5 Responses to “UC Davis in the (local) news”

  1. swong Says:

    Or maybe they’re using a different definition for “homeless” than you would expect.

  2. pushmedia1 Says:

    That may be. I think of sleeping outside as being homeless, but maybe they count those kids (and families) that are staying at a relatives house, or something.

    I don’t know where to find homelessness data.

  3. swong Says:

    Hm, the number doesn’t seem so implausible when considering how big the school district is. ~310,000 students…

    $3 billion annual budget! Dayum!

  4. pushmedia1 Says:

    So there’s a 1.5 million people in greater LV. About 1% of the US population experiences homelessness in a year and less than 1/4 of that is homeless at any given time. LV, then, has about 15,000 people experience homelessness per year and about 4,000 at any given time. A third of homeless are children (presumably most of these are going to public school), so there’s 5,000 and 1,300 homeless children in LV (depending on how you count) if LV looks like the rest of the country demographically.

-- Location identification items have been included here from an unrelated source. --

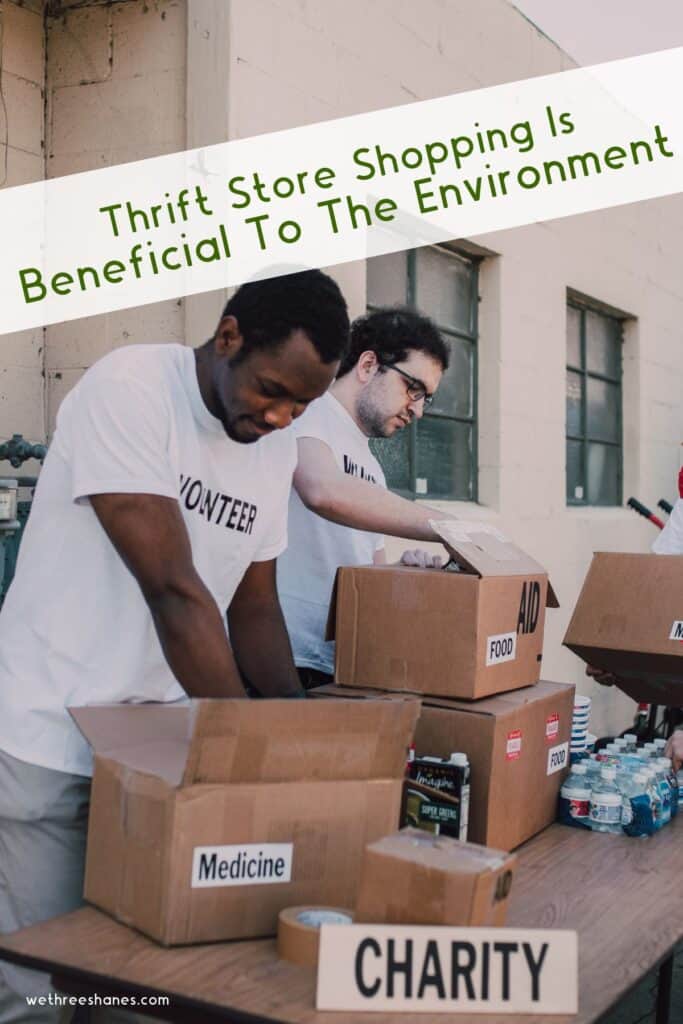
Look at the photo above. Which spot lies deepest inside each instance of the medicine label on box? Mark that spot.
(251, 864)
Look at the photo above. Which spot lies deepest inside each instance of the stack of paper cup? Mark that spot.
(582, 714)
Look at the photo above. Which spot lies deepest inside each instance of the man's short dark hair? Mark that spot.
(392, 333)
(268, 311)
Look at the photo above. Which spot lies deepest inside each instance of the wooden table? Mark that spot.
(624, 896)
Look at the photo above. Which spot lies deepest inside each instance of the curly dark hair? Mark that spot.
(269, 310)
(391, 333)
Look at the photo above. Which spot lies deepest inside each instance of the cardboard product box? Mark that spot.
(413, 878)
(208, 819)
(456, 634)
(518, 749)
(629, 621)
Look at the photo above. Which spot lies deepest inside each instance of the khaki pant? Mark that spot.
(43, 827)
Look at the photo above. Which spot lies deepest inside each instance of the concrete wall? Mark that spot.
(296, 61)
(22, 161)
(116, 92)
(129, 79)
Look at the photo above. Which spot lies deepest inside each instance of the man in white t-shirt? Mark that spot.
(159, 514)
(340, 507)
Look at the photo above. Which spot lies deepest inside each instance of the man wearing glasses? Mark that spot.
(340, 507)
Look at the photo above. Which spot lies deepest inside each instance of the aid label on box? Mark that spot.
(502, 647)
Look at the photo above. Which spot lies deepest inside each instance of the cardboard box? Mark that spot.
(413, 878)
(629, 621)
(466, 634)
(190, 803)
(518, 748)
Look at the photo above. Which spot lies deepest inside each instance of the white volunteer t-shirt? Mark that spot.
(317, 547)
(670, 541)
(75, 628)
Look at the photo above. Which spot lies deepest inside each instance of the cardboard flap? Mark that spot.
(112, 728)
(484, 550)
(292, 740)
(331, 625)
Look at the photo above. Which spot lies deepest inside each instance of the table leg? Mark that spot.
(665, 978)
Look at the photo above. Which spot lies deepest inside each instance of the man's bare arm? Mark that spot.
(150, 535)
(346, 500)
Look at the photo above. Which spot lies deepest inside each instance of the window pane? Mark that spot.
(602, 474)
(573, 337)
(393, 454)
(603, 344)
(387, 280)
(602, 411)
(455, 394)
(444, 459)
(445, 288)
(575, 491)
(573, 404)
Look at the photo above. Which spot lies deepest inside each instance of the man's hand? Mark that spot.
(150, 535)
(421, 559)
(674, 749)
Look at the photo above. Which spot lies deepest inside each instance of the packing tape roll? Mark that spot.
(299, 931)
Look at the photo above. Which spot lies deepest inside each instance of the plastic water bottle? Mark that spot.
(667, 770)
(631, 741)
(574, 806)
(653, 791)
(606, 803)
(637, 817)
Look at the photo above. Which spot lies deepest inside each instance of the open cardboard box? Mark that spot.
(413, 878)
(209, 818)
(629, 621)
(517, 744)
(466, 634)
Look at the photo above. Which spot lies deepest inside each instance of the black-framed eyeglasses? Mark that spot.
(416, 388)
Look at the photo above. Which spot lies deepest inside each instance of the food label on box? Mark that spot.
(552, 727)
(247, 864)
(558, 758)
(513, 748)
(502, 647)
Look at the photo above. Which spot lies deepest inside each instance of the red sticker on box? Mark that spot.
(513, 747)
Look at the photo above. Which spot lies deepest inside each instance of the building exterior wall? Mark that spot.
(297, 62)
(116, 92)
(129, 79)
(22, 161)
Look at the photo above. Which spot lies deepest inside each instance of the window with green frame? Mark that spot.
(594, 407)
(435, 457)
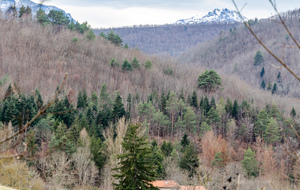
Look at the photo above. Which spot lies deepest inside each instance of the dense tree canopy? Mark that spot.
(209, 81)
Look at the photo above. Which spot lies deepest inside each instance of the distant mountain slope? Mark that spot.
(168, 39)
(234, 53)
(6, 4)
(216, 16)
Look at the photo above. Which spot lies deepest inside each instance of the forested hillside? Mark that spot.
(167, 39)
(191, 124)
(237, 52)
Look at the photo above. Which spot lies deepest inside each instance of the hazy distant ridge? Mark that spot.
(216, 16)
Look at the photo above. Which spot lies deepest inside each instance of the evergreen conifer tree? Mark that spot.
(22, 11)
(260, 125)
(263, 84)
(189, 160)
(249, 163)
(181, 96)
(293, 112)
(235, 109)
(209, 81)
(118, 108)
(213, 102)
(136, 168)
(258, 59)
(262, 73)
(184, 141)
(166, 148)
(194, 102)
(126, 65)
(274, 89)
(135, 64)
(190, 120)
(272, 132)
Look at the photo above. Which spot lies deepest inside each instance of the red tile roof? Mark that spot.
(192, 188)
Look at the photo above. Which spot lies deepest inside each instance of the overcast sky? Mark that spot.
(117, 13)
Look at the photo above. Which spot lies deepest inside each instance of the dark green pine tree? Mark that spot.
(30, 109)
(184, 141)
(293, 112)
(274, 89)
(166, 148)
(104, 117)
(249, 163)
(94, 98)
(10, 112)
(205, 106)
(279, 77)
(39, 99)
(269, 86)
(28, 10)
(189, 160)
(235, 109)
(201, 102)
(97, 156)
(136, 168)
(194, 100)
(126, 65)
(228, 106)
(118, 108)
(213, 102)
(158, 159)
(189, 99)
(80, 101)
(22, 11)
(258, 59)
(135, 64)
(9, 92)
(90, 116)
(181, 96)
(263, 85)
(163, 103)
(129, 100)
(262, 73)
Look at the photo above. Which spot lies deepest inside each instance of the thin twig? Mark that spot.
(40, 112)
(283, 23)
(264, 46)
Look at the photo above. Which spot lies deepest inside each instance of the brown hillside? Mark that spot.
(35, 57)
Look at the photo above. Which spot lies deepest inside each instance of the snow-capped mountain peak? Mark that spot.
(216, 16)
(6, 4)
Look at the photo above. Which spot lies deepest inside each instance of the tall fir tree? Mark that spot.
(184, 141)
(235, 109)
(249, 163)
(262, 73)
(194, 102)
(258, 59)
(263, 85)
(274, 89)
(135, 64)
(136, 167)
(118, 108)
(293, 112)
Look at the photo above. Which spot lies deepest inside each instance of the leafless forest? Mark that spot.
(168, 39)
(33, 57)
(234, 52)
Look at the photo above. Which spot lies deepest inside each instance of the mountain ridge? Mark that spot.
(224, 16)
(6, 4)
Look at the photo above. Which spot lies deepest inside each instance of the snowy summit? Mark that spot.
(217, 16)
(6, 4)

    The article made it sound like it was talking about homeless-right-now children, i.e. the 1,300 number which is much smaller than the article’s 4,000 figure. This suggests LV is either 3 times poorer (more total homeless) or 3 times younger (more homeless children) or some combination of the two than the rest of the country.

    These data are from wikipedia which also reports the poverty level in LV is less than the national average. There doesn’t appear to be an outsized number of children either (which was my prior). So basically, this means I’m calling bullshit on that statistic…

  5. swong Says:

    Or the journalists fudged the term, mixing up “homeless” and “living below the poverty line” or something. I only see the word “homeless” mentioned once in that first paragraph.

    An article on thousands of kids attending school by day and sleeping under overpasses at night in a major American city would surely be Pulitzer-worthy material. Most of the article is about impoverished families and poor student achievement.